THIS IS SPARTA!
wow that guy is angry. if you haven’t seen it yet – check out the trailer for 300 – Frank Miller’s latest graphic novel made movie. if a trailer is any measure for the resulting movie (HAR!) it should be a winner.
anyway – i worked on 300, and i thought i’d share how vfx are done. i was called-in at the last minute to help save a couple of way-overdue sequences – which sadly means they weren’t the most amazing shots. but hey, it’s a job.
the first was the wheat sequence. it was having SERIOUS problems with render times. i was told that every kernel on every stalk was being dynamically animated and rendered.
well that’s plain silly, especially since most of the wheat was nearly a mile away from camera.
first we attacked the most distant wheat, anything over 100 meters from the camera. we covered the hill with long strips of wheat-high cards, evenly spaced. on those cards we placed images of pre-rendered wheat. they were animated in a displacement shader. in the movie to the left, you can see the pros and cons of using this approach – it renders damn fast but when the cards intersect other objects (or each other) the effect breaks down. also – all the wheat moves together, which isn’t very wheat-like. this we fixed by replacing the wheat texture with animating wheat. and it looks great from a distance.

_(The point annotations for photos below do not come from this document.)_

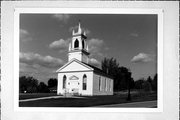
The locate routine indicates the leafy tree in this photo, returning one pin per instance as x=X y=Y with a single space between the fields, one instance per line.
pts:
x=52 y=82
x=139 y=83
x=147 y=86
x=28 y=84
x=121 y=75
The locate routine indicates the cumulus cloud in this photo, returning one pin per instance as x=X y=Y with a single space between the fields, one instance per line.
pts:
x=61 y=17
x=94 y=62
x=76 y=28
x=96 y=46
x=35 y=59
x=25 y=35
x=142 y=58
x=134 y=34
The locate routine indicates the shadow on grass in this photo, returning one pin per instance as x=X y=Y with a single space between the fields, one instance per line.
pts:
x=87 y=101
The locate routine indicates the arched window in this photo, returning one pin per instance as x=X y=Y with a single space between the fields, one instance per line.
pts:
x=100 y=83
x=76 y=44
x=84 y=82
x=64 y=81
x=83 y=44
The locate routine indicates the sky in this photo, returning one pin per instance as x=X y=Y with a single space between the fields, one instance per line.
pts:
x=129 y=38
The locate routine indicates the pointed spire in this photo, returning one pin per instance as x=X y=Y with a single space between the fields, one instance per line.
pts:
x=79 y=28
x=73 y=32
x=84 y=33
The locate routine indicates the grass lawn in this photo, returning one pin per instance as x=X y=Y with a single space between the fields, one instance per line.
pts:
x=87 y=101
x=23 y=96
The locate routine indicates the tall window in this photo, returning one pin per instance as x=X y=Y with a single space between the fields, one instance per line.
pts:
x=84 y=82
x=99 y=83
x=64 y=81
x=76 y=44
x=83 y=44
x=106 y=84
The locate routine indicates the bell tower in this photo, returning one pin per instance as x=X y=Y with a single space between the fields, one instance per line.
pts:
x=78 y=48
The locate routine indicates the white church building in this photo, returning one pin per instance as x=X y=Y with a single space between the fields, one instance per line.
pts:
x=77 y=77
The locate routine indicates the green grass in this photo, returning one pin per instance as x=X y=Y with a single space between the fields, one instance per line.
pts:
x=87 y=101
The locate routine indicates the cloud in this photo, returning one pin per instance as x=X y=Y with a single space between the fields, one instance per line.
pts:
x=142 y=58
x=36 y=60
x=96 y=46
x=76 y=28
x=94 y=62
x=25 y=35
x=62 y=17
x=60 y=45
x=134 y=34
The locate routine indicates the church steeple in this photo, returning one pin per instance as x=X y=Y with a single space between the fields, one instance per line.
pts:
x=78 y=48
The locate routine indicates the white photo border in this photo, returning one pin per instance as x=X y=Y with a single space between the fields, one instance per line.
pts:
x=158 y=12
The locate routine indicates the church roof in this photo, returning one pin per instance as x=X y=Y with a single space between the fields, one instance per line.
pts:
x=98 y=70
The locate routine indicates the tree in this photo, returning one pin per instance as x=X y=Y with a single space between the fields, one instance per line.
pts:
x=43 y=88
x=139 y=83
x=28 y=84
x=52 y=82
x=121 y=75
x=147 y=86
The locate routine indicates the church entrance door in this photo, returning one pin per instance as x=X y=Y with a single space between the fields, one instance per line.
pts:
x=74 y=87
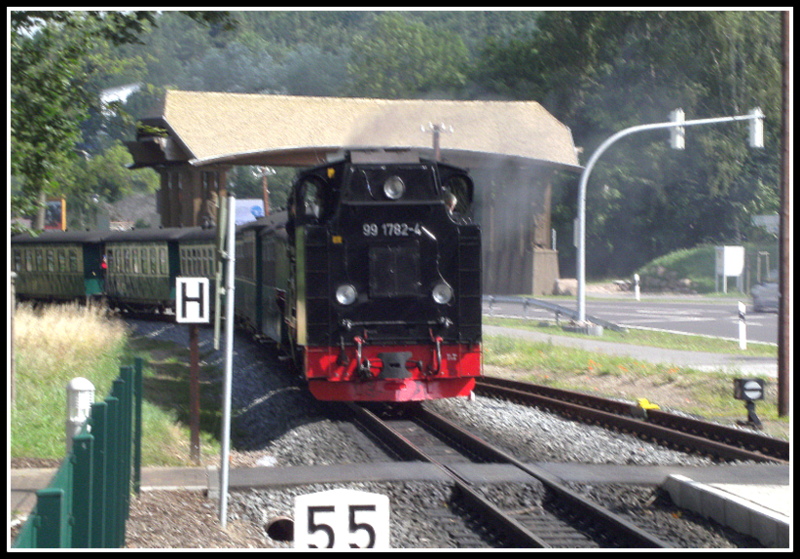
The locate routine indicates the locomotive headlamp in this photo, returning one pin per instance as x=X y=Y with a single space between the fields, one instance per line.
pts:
x=442 y=293
x=394 y=187
x=346 y=294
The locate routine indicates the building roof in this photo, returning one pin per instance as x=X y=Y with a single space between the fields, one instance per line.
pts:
x=207 y=128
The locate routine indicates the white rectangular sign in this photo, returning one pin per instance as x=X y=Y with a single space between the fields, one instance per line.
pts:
x=192 y=300
x=341 y=519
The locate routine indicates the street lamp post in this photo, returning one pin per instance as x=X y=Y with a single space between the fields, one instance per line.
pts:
x=756 y=140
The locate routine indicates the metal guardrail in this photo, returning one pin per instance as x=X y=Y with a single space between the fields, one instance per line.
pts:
x=87 y=502
x=557 y=309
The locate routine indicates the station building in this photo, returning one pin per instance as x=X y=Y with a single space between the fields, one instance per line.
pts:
x=513 y=150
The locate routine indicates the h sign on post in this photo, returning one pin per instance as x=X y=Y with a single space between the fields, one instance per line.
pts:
x=192 y=300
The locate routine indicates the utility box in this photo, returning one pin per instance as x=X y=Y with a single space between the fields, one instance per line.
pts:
x=729 y=263
x=80 y=397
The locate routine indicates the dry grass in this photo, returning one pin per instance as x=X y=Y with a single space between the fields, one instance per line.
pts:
x=53 y=345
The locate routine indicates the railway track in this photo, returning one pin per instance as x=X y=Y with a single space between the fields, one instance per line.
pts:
x=560 y=517
x=676 y=431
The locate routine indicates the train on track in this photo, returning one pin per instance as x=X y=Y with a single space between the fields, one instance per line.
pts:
x=370 y=281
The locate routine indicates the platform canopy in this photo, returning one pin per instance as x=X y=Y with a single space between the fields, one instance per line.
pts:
x=204 y=128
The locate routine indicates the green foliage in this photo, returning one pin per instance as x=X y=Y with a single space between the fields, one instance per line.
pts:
x=698 y=264
x=56 y=58
x=399 y=58
x=600 y=72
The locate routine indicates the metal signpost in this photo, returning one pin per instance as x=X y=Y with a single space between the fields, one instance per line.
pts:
x=193 y=307
x=230 y=256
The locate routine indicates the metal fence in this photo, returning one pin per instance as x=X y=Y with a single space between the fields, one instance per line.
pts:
x=86 y=504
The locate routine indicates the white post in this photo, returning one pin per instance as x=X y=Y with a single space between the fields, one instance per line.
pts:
x=742 y=326
x=80 y=397
x=226 y=396
x=581 y=229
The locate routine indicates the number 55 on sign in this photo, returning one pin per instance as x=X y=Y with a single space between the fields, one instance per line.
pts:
x=341 y=519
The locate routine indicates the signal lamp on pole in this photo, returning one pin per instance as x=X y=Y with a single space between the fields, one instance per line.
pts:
x=677 y=134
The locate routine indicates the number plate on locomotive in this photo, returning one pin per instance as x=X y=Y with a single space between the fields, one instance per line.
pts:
x=391 y=229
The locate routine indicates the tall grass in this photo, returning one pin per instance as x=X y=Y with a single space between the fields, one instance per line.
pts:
x=53 y=345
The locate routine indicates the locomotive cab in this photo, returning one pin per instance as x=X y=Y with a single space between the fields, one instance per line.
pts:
x=386 y=286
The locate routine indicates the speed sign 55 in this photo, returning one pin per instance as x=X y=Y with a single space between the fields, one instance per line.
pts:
x=341 y=519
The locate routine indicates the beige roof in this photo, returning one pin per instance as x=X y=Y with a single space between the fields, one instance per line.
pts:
x=292 y=130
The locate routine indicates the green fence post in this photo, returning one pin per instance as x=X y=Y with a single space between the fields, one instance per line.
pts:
x=99 y=421
x=82 y=488
x=137 y=425
x=52 y=519
x=126 y=373
x=113 y=468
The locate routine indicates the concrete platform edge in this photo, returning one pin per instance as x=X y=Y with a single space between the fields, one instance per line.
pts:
x=769 y=527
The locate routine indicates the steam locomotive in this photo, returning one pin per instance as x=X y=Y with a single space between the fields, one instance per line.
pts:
x=370 y=280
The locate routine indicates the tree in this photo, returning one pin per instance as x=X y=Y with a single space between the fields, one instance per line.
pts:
x=600 y=72
x=49 y=93
x=402 y=58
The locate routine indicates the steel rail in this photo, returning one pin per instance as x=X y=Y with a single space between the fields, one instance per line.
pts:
x=653 y=424
x=517 y=530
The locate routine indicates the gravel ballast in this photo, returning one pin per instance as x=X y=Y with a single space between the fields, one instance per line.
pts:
x=278 y=423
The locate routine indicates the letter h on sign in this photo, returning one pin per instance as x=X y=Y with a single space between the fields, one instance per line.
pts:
x=192 y=300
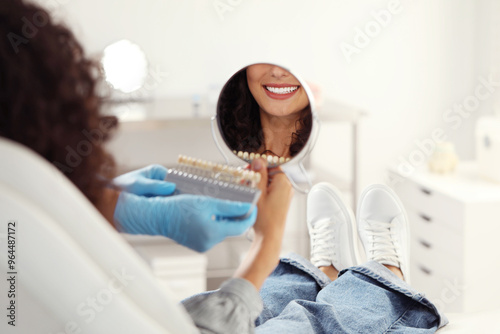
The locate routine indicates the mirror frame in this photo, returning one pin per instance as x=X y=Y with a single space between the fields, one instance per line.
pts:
x=304 y=152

next we went for closer wheat, from 10 meters away. here we used nearly the same technique, but instead of long strips of wheat on a card, we used thin cards with a single stalk per. this allows us to break-up the motion without using pre-animated cards, and solves much of the intersection problem.
and for up-close wheat, we use the full rez wheat/kernel/stalks. in these shots, nearly ALL the wheat you see is computer generated, and it looks good.
the pit sequence was our next challenge. here the studio had started producing the shots by creating matte paintings. the trouble started when they had to make modifications based on the clients requests: “can you make the grout thinner?” “now can you try making the grout thicker?” “can you make the blocks 50% bigger?” etc.
each change required the HUGE textures to be repainted. after only a few iterations, the shots fell behind schedule.
to solve the problem, we rebuilt the pit COMPLETELY procedurally. we had parameters for block size, block spacing, variations in block alignment, profile of the grout grooves, curvature of the pit’s edge, erosion of the grout near that edge, grease stains near the center of the blocks, dust sticking too that grease, slimy moss growing out from the grout as you descend the pit, chips in the edges of the blocks, curvature of the blocks on the inside wall of the pit, etc, etc, etc. in the end we had over a thousand parameters.
being procedural meant that anytime we needed to make a change – it was as simple as moving a few sliders and rendering. ta da.
all in all we spent about four weeks on 300, and i’m pretty happy with our work.
i should mention that “we” here means me and my dear friend Bret St. Clair, who deserves AT LEAST half the credit for the work we did.